What sorts of people seek out this experience? “Ninety percent of the guests are fantastic–they’ll say it was the high point of their trip to Maine, they send Christmas cards. We just had a couple in their 60s–it was on his bucket list.”

Jordan was the lightkeeper in 2010 and 2011. This summer, “I have a terrific engineering student, Tim Sweret, taking care of the lighthouse. It’s a tough job. You have to strip the linens, take them all to North Haven to launder and then return them, haul gallons and gallons of water.”

Up to six people can stay at Goose Rocks for a minimum of $600.

Casey Jordan also started the Green Light  Academy in 2009, a two-week immersion program every summer for students to learn about lighthouses and visit a number of them. The academy is able to utilize the campus of the College of the Atlantic for its base.

In her other life, she’s a college professor. “I teach criminology at Western Connecticut University, and I’m a consultant for Investigation Discovery–the crime channel. I work on a show called Wives With Knives.”

“There are 300 to 400 people on the island in the summer, but only 38 in winter,” says Marshall Chapman, owner and innkeeper of Isle au Haut’s Keeper’s House.

Isle Au Haut’s lighthouse and outbuildings were built by the Army Corps of Engineers in 1907 land purchased from Charles Robinson. In 1934, the light was automated and the government sold everything except the actual light, which is just offshore, back to the Robinsons. In 1986, Jeffrey and Judi Burke bought the property and turned it into an inn they called the Keeper’s House.

The island stands seven miles off the tip of Stonington, a mythical beyond in Penobscot Bay, allegedly the last place in America to retire the crank telephone.

Marshall Chapman purchased the property in 2012. In winters, he’s a geology professor at the University of Kentucky. Summers, he presides over the operation and guests at the Keeper’s House–a four-room inn–and the tiny Oil House Bungalow, and two-bedroom Woodshed Cottage. ($350/$375; 2-night minimum; includes three meals a day).

“We have a modicum of solar electricity, and there is one outlet in every room. Each guest is given a candle lantern and a head lamp for reading in bed–we’re not completely 1907. We serve three gourmet meals a day. My cooks are excellent. We have a garden, and lobster and halibut right off the boat.”

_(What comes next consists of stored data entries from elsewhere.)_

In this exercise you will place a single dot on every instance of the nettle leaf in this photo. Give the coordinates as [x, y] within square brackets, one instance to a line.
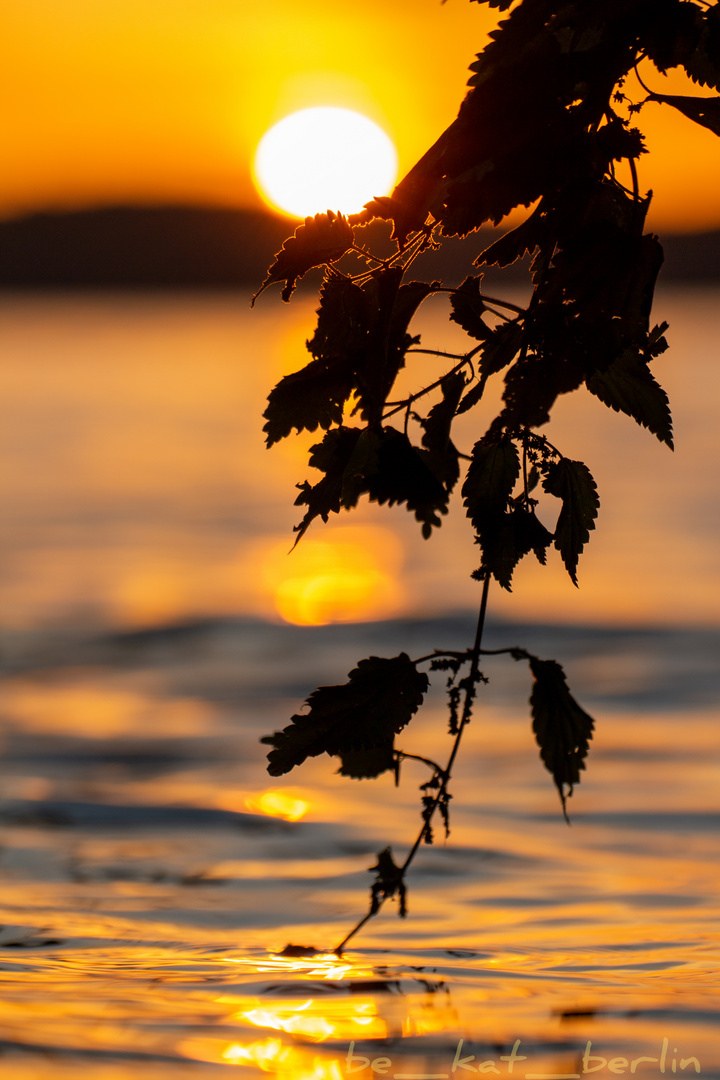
[469, 308]
[355, 721]
[363, 464]
[673, 31]
[390, 879]
[572, 483]
[345, 319]
[442, 454]
[507, 540]
[309, 399]
[323, 239]
[703, 66]
[562, 729]
[490, 478]
[702, 110]
[331, 457]
[404, 474]
[627, 386]
[516, 243]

What’s in the library? “Oh this and that. I’ve added biographies of Theodore Roosevelt, Winston Churchill, and some mysteries. There’s some progressive stuff left from the Burkes’ days, Abbie Hoffman’s Steal This Book, that kind of thing.

“Unless there’s foul weather, though, our guests aren’t the type to hang around reading. They’re out hiking or riding our bikes. In the evenings, after a five-course meal, they go to bed pretty quickly.

“There are five mail boats a day to Stonington; the first one leaves here at 8 a.m. and returns at 4:30. Sometimes guests go spend the day exploring the Blue Hill peninsula.

“Most guests spend two nights and say they wish they’d booked a third. It takes two to find your rhythm. You live by the tide here, and the mailboat schedule, and whether internet service is up.”